While many viewpoints only regard meat as the flesh from a fur-covered mammal, culinary experts refer to the flesh of fish as meat. This is because the portion being eaten is essentially the flesh of a living animal. Generally, this viewpoint is shared by vegetarians which are why they refrain from consuming fish or their by-products.
Are Shellfish Considered Meat?
- Squid (calamari)
- Sea snails (escargot)
Shellfish have less complex nervous systems, which according to pescatarian and some religious viewpoints, make it ethical to kill them for eating.
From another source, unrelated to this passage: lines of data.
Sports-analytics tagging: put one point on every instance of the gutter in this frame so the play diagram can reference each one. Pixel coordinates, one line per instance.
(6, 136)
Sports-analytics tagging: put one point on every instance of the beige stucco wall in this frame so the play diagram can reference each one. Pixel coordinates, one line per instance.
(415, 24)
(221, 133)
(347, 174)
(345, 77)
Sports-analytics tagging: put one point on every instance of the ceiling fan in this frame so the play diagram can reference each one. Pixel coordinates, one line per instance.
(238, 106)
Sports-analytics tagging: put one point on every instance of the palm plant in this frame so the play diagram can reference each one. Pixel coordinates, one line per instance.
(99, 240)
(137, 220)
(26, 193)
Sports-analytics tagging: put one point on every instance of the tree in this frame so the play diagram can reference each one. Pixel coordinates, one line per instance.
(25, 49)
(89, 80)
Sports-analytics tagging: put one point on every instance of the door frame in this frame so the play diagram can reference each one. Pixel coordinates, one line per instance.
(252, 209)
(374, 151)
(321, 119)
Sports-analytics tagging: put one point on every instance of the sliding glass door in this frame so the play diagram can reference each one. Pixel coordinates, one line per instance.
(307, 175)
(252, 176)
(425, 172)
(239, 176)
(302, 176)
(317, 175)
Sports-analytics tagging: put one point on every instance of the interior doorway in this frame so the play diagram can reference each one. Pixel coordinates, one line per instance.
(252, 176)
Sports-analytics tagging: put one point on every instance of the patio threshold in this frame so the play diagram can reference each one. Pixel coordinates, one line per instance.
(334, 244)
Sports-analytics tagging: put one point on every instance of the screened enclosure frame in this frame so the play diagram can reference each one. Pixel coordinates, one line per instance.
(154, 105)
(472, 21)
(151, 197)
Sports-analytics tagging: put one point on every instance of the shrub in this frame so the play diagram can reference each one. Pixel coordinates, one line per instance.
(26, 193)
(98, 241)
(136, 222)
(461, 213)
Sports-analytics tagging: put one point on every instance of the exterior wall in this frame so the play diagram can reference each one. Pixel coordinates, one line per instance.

While still regarded as meat by culinary and scientific opinions, many religious views differ.
Are Crustaceans Considered Meat?
Many seafood lovers always ask the question – is crab considered meat? Despite being crustaceans, crabs have muscle meat which adds them to the meat classification. Since crabs and other crustaceans live underwater, they don’t have all the characteristics of a typical fish. Therefore, they’re not always classified as fish but are regarded in culinary circles as meat.
Is Caviar Considered Meat?
- Kamaboko surimi (imitation crab & lobster meat)
- Tarama (salted carp roe)
Caviar and roe are essentially fish eggs. There are two interesting points to note here. Since the fish has to die for the eggs to be extracted, the process and the product aren’t considered vegetarian. Technically speaking, these delicacies aren’t the meat of any animal, so they are also not classed as meat.
Read More: Is Seafood High in Cholesterol?
It would seem the definitive answer to the question, “Is seafood considered meat?” is largely based on whether you’re looking at it from a religious or scientific viewpoint. The short and complicated answer will be – It depends on who you ask. Speak to a culinary expert such as a chef and the answer you get will remarkably differ from the answer you’d get when you ask the local priest the same question.
Essentially, based on the criteria of meat – protein, muscle and comes from an animal, the only conclusion that can be made is that fish is meat. The differentiating factor shouldn’t be that fish isn’t meat, just that it’s a different type of meat.